This Life: Why Mortality Makes Us Free
Free Public Lecture
Glyn Davis Building (Melbourne School of Design)
The philosopher Martin Hägglund will talk about his groundbreaking book 'This Life', which challenges our received notions of faith and freedom. The faith we need to cultivate, he argues, is not a religious faith in eternity but a secular faith devoted to our finite life together. He shows that all spiritual questions of freedom are inseparable from economic and material conditions. What ultimately matters is how we treat one another in this life, and what we do with our time together.
Hägglund develops new existential and political principles while transforming our understanding of spiritual life. His critique of religion takes us to the heart of what it means to mourn our loved ones, be committed, and care about a sustainable world. His critique of capitalism demonstrates that we fail to sustain our democratic values because our lives depend on wage labor. In clear and pathbreaking terms, Hägglund explains why capitalism is inimical to our freedom, and why we should instead pursue a novel form of democratic socialism.
In developing his vision of an emancipated secular life, Hägglund engages with great philosophers from Aristotle to Hegel and Marx, literary writers from Dante to Proust and Knausgaard, political economists from Mill to Keynes and Hayek, and religious thinkers from Augustine to Kierkegaard and Martin Luther King, Jr. This Life gives us new access to our past – for the sake of a different future.
This public lecture is organised in conjunction with the 2019 annual conference of the Australasian Society for Continental Philosophy.

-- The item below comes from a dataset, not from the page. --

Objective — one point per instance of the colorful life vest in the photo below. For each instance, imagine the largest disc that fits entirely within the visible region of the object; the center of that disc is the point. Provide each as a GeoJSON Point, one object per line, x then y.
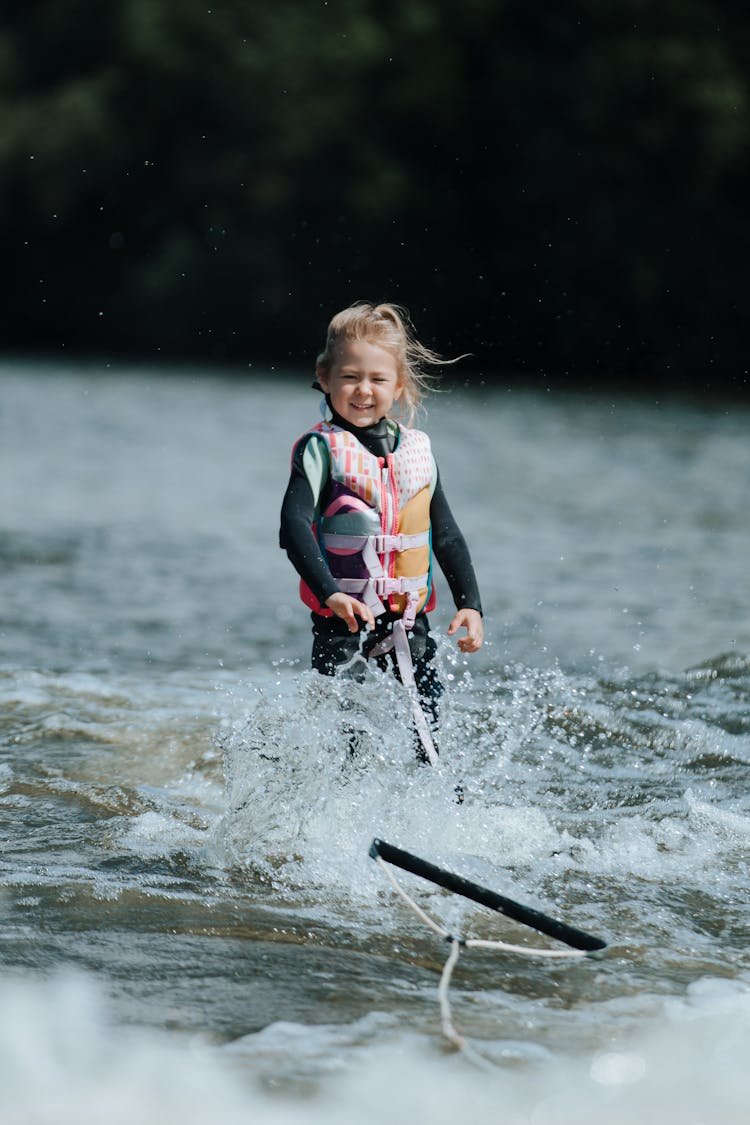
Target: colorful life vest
{"type": "Point", "coordinates": [375, 529]}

Professor Martin Hägglund, Yale University
Professor Martin Hägglund
Born and raised in Sweden, Martin Hägglund specializes in continental philosophy, critical theory, and modernist literature—ranging across French, German, English, and Scandinavian languages. Professor Hägglund is the author of four highly acclaimed books, which engage with philosophers of time (from Kant to Derrida), theorists of desire (from Augustine to Lacan), modern writers (Proust, Woolf, Nabokov), and the legacy of German idealism (from Hegel to Marx and beyond). His work is the subject of a special issue of CR: The New Centennial Review, Living On: Of Martin Hägglund, and a special issue of The Philosopher, the longestrunning public philosophy journal in the UK. His books have also been the subject of conferences and colloquia at Harvard, Yale, NYU, Cornell, and Oxford. He has received fellowships from the Woodrow Wilson Foundation, the Fulbright Commission, and the Bogliasco Foundation. He was elected to the Harvard Society of Fellows in 2009, awarded The Schück Prize by the Swedish Academy in 2014, and received a Guggenheim Fellowship in 2018.